2.4. Bij een verstekverlening zal de vordering van eiser worden toegewezen, tenzij deze de rechter onrechtmatig of ongegrond voorkomt. De voorzieningenrechter overweegt als volgt.
2.5. Vastgesteld kan worden dat de Gemeente aan [gedaagde sub 1] het gebruiksrecht om niet heeft verleend met betrekking tot het pand aan de [adres] te Utrecht en aan [gedaagde sub 2-1] en [gedaagde sub 2-2] het gebruiksrecht om niet met betrekking tot het pand aan de [adres] te Utrecht. [gedaagde sub 1] en [gedaagde sub 2-1] en [gedaagde sub 2-2] hebben daartoe op 6 april 2010 elk de ‘overeenkomst tot ingebruikgeving laatste kans beleid’ ingaande op 9 april 2010 getekend. Artikel 2 van de betreffende overeenkomsten luidt als volgt:
“Artikel 2: De duur van de bruikleenovereenkomst
De overeenkomst tot ingebruikgeving zal een maximale duur hebben tot en met 31 december 2011, maar deze overeenkomst zal eerder tot een eind zal komen in geval van opzegging door de bruikleengever of in geval van beëindiging met wederzijds goedvinden.”
Voorts is in artikel 3 het volgende bepaald:
“Artikel 3: Laatste kans: geen enkele tekortkoming
Aangezien sprake is van een onverplichte allerlaatste kans voor bruikleennemer komen partijen uitdrukkelijk overeen dat bruikleennemer zich voortdurend en stipt dient te houden aan alle verplichtingen uit deze overeenkomst en uit de tot deze overeenkomst behorende Woongebegeleidingsovereenkomst en dat elke tekortkoming in de nakoming van één van deze verplichtingen van bruikleennemer direct tot een einde van de onderhavige overeenkomst tot ingebruikgeving en van de Woonbegeleidingsovereenkomst zal leiden middels opzegging door bruikleengever/ de gemeente/ de nader te bepalen hulpverleningsorganisatie.

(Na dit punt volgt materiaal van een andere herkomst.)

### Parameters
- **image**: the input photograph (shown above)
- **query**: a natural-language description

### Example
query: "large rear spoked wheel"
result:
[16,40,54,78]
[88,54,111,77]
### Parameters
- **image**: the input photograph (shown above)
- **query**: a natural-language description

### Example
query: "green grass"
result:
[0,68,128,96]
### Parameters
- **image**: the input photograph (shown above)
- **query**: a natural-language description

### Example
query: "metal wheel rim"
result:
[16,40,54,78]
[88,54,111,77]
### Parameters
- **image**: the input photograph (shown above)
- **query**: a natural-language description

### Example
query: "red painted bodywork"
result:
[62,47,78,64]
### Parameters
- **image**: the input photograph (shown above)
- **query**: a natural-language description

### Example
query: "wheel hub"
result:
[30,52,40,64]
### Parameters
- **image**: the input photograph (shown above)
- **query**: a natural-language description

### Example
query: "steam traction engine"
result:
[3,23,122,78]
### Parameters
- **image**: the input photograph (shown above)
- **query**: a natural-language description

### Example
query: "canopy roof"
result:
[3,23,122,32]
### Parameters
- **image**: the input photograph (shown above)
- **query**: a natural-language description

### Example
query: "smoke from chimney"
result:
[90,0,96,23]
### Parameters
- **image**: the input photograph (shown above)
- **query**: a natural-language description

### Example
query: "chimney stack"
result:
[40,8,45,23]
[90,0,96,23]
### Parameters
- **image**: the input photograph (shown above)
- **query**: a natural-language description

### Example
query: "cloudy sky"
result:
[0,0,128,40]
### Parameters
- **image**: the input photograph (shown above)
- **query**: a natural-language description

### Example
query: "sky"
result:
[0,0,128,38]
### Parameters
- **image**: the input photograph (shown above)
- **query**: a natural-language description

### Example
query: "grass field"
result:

Alle kosten die voortvloeien uit het niet nakomen van de verplichtingen uit deze overeenkomst tot ingebruikgeving zullen door bruikleennemer aan bruikleengever worden voldaan.”
2.6. Gebleken is dat de Gemeente bij brief van 29 november 2011 aan partijen heeft laten weten dat zij de beide overeenkomsten – voor zover vereist – opzegt met ingang van
1 januari 2012. [gedaagde sub 1] en [gedaagde sub 2-1] en [gedaagde sub 2-2] hebben evenwel geweigerd het bij haar/ hen in gebruik zijnde pand per deze datum te ontruimen, terwijl zij daartoe op grond van de overeenkomsten met de Gemeente wel gehouden was/waren. Gelet hierop komt het gevorderde de voorzieningenrechter niet onrechtmatig of ongegrond voor en zal het worden toegewezen.
2.7. Dat betekent dat de voorzieningenrechter niet meer toekomt aan de beoordeling van de stelling van de Gemeente dat [gedaagden] door overlast te veroorzaken en strafbare feiten te plegen (zoals huiselijk geweld) contractbreuk heeft gepleegd.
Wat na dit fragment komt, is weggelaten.